Po piąte: w efekcie dla lekarzy nie ma dowodów, żadnych gdyż żaden polski lekarz/naukowiec nie przygotował przekonywującego raportu o współwystępowaniu ZD i tych polimorfizmów w Polsce. Takie badania oceniające ryzyko ZD z perspektywy określonych polimorfizmów są zrobione w kilkunastu krajach, ale powtarzam nie w Polsce.

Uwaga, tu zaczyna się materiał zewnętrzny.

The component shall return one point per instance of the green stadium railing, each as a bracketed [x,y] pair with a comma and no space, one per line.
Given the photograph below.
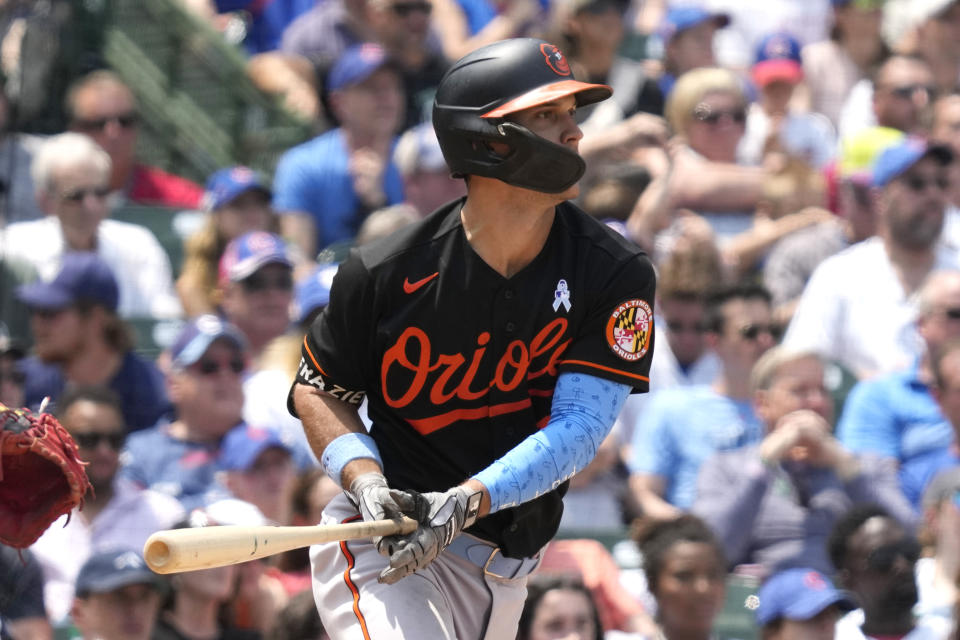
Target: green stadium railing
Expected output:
[201,111]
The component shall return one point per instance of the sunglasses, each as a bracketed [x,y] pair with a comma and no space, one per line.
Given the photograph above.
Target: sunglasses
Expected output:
[92,440]
[906,92]
[125,120]
[16,377]
[883,558]
[918,184]
[211,367]
[703,113]
[262,282]
[79,195]
[753,331]
[403,9]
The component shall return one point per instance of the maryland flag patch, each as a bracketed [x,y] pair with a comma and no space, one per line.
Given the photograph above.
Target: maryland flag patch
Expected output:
[629,329]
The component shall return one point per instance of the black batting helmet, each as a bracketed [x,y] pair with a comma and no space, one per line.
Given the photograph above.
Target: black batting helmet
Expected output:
[486,85]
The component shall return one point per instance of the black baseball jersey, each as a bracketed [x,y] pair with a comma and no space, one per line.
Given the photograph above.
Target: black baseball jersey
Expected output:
[458,363]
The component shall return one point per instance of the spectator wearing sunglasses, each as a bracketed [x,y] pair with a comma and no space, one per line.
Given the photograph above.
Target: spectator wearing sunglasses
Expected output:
[115,514]
[256,285]
[697,170]
[875,558]
[773,503]
[907,416]
[102,106]
[71,175]
[900,96]
[80,340]
[206,363]
[682,427]
[859,306]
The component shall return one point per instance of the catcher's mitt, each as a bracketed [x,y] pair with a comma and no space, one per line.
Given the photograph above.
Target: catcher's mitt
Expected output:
[41,477]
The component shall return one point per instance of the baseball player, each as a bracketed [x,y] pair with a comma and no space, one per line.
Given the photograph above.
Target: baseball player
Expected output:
[495,342]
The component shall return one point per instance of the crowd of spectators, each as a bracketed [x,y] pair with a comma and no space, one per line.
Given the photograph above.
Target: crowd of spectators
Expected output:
[792,168]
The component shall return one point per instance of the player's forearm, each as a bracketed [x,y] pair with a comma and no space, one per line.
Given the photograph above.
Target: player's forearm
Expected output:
[325,419]
[584,410]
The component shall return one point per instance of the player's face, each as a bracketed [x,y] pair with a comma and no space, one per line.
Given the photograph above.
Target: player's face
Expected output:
[260,305]
[554,121]
[912,205]
[819,627]
[98,430]
[127,613]
[690,589]
[563,614]
[796,385]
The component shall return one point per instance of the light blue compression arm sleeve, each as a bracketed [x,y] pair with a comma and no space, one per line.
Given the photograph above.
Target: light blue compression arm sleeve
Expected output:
[583,412]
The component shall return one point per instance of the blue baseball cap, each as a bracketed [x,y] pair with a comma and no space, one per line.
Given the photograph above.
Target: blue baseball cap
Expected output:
[109,570]
[245,255]
[313,292]
[686,17]
[197,336]
[356,64]
[83,276]
[899,157]
[226,184]
[777,58]
[799,594]
[243,445]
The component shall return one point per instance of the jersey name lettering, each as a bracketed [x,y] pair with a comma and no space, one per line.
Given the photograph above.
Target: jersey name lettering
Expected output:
[413,352]
[309,376]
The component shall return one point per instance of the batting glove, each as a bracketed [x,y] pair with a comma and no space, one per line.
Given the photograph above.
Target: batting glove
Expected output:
[376,501]
[442,516]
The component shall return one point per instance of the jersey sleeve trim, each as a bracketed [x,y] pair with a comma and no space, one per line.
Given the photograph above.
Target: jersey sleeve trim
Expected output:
[313,359]
[608,369]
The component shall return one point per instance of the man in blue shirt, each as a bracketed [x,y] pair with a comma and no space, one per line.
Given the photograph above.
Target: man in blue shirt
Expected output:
[324,188]
[896,416]
[682,427]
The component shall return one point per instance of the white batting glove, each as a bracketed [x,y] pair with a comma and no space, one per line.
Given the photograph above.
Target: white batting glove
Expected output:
[442,516]
[377,501]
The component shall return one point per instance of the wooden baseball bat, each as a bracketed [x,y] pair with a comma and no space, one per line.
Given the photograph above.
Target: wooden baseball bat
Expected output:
[178,550]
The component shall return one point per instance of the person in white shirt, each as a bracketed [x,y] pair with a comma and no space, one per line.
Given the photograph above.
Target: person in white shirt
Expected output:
[859,307]
[71,175]
[114,515]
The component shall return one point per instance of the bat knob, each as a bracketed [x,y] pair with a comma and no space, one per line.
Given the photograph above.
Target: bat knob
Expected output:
[157,554]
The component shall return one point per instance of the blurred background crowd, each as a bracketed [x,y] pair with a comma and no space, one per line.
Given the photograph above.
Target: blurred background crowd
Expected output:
[179,180]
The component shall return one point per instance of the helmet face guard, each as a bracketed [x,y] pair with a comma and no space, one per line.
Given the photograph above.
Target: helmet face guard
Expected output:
[487,85]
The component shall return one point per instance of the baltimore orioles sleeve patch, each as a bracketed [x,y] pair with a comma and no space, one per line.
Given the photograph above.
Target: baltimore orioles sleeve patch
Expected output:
[629,329]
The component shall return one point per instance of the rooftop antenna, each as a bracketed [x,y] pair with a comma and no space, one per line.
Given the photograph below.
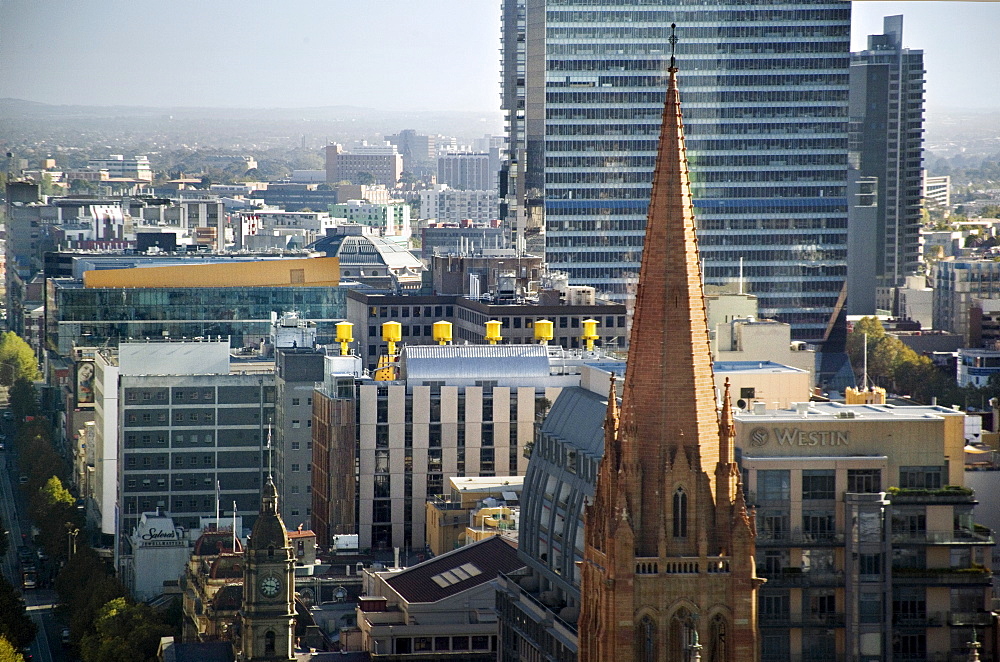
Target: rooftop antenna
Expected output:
[269,477]
[673,45]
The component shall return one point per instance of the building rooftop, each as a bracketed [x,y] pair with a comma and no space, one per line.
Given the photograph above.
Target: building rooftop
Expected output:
[457,571]
[754,367]
[835,411]
[486,362]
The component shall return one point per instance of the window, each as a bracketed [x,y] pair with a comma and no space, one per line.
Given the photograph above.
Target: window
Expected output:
[909,606]
[864,480]
[818,484]
[773,485]
[772,524]
[680,513]
[921,477]
[818,524]
[870,564]
[774,605]
[909,646]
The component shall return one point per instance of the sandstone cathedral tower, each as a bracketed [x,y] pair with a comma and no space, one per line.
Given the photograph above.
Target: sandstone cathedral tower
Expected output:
[668,571]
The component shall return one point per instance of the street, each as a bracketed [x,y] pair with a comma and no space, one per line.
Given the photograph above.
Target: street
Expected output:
[40,602]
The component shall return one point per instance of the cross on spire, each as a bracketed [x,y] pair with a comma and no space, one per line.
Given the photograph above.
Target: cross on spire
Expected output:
[673,45]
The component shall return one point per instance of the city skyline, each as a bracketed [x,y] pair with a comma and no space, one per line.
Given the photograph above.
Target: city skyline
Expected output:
[248,62]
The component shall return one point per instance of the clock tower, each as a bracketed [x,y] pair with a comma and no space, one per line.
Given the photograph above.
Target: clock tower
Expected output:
[268,613]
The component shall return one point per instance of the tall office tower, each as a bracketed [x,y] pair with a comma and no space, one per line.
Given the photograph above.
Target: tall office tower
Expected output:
[668,569]
[767,127]
[886,141]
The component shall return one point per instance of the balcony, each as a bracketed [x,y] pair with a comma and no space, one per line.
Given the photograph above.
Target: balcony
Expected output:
[942,576]
[981,535]
[798,538]
[833,620]
[794,578]
[948,494]
[926,620]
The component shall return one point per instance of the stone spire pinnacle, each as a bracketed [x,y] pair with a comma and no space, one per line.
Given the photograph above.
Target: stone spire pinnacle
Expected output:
[668,401]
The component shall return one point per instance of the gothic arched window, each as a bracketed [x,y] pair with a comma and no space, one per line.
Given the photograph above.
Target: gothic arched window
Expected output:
[680,513]
[719,651]
[646,643]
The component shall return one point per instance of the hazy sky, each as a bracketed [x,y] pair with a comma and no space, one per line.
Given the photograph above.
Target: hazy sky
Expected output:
[430,55]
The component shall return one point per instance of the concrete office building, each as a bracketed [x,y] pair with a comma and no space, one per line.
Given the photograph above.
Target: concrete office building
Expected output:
[298,368]
[456,410]
[180,427]
[444,204]
[766,124]
[886,142]
[417,315]
[119,167]
[470,171]
[959,285]
[910,580]
[390,220]
[382,162]
[937,192]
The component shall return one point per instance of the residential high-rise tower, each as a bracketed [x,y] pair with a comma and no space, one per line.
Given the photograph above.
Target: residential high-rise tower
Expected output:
[766,110]
[886,142]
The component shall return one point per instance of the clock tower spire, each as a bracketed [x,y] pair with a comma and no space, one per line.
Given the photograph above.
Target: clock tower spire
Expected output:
[268,613]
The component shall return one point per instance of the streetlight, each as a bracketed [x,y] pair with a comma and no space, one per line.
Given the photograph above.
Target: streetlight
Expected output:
[71,533]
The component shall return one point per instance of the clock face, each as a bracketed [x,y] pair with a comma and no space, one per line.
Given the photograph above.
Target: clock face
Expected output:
[270,586]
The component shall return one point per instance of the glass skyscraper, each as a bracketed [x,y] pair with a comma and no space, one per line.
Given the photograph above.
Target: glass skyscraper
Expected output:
[765,91]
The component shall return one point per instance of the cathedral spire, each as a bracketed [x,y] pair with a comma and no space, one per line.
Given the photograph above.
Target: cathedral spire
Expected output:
[668,401]
[668,539]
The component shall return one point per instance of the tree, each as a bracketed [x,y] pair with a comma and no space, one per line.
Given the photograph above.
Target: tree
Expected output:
[8,653]
[23,400]
[84,585]
[17,354]
[15,624]
[124,632]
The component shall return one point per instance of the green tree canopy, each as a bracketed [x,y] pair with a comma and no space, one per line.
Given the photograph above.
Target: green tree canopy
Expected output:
[124,632]
[8,653]
[15,624]
[17,354]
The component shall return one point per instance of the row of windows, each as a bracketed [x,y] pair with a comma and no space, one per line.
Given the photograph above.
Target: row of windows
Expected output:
[692,81]
[749,97]
[411,311]
[714,48]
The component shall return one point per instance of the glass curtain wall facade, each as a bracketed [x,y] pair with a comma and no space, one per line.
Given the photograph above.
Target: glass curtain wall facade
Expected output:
[765,90]
[94,316]
[886,143]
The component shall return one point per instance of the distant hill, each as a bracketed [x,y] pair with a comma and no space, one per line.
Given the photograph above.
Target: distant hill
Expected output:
[18,116]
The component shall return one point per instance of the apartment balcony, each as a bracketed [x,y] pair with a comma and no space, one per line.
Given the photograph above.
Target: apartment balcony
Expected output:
[834,620]
[943,495]
[942,576]
[798,538]
[919,621]
[794,578]
[978,536]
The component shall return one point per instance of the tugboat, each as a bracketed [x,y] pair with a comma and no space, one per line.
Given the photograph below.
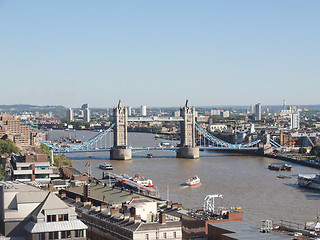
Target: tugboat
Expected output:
[309,181]
[106,166]
[284,167]
[193,181]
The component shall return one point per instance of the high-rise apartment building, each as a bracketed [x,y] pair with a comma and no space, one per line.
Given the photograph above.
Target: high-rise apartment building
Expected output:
[144,110]
[70,115]
[258,111]
[295,120]
[86,115]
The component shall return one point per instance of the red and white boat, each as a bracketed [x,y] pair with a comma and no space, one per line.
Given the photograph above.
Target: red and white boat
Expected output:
[193,181]
[144,182]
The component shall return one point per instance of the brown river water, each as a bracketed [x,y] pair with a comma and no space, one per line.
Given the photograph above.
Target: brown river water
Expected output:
[244,181]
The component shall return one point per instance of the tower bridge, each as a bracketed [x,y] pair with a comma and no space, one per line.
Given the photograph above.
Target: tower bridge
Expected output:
[187,148]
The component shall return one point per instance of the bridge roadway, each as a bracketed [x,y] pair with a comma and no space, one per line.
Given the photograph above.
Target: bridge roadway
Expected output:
[143,149]
[155,119]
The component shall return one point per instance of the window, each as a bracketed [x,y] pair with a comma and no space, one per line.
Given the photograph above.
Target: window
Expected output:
[63,217]
[78,233]
[40,236]
[65,234]
[51,218]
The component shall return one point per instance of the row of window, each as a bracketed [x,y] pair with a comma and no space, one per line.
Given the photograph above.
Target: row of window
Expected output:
[164,235]
[36,168]
[57,218]
[63,235]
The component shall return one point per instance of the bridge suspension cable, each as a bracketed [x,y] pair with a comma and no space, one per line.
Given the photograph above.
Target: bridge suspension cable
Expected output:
[222,143]
[82,146]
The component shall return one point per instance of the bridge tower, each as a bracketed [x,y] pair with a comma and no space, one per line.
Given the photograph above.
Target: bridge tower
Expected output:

Projekt profesora Śmigla zatem ma za zadanie dokonać pierwszej istotnej analizy odpowiadającej na pytanie: w przypadku jakiej ilości matek, w jakim układzie wieku, w jakim obszarze geograficznym na terenie Polski, polimorfizm współwystępuje z ZD.
Po szóste: polimorfizm MTHFR nie jest samoistnym, jedynym elementem determinującym urodzenie dziecka z ZD. Do tej grupy należy zaliczyć inne polimorfizmy o których pisałem tutaj:
ale i czynniki lokalne, stres, czas zapłodnienia chociażby. Jednakże te elementy będą mogły być badane na kolejnym etapie, gdy przekonamy środowisko medyczne, że to jest w POLSCE konieczne do zbadania.
Zatem odpowiadając na tak postawione pytanie muszę odpowiedzieć: NIE MA DZIŚ BADAŃ, KTÓRE W POLSCE BY POTWIERDZIŁY NIEZAPRZECZALNIE WSPÓŁWYSTĘPOWANIE POLIMORFIZMU GENU MTHFR I URODZENIE DZIECKA Z ZD. To badanie może być pierwszym takim cząstkowym badaniem w naszym kraju, stąd jest bardzo ważne.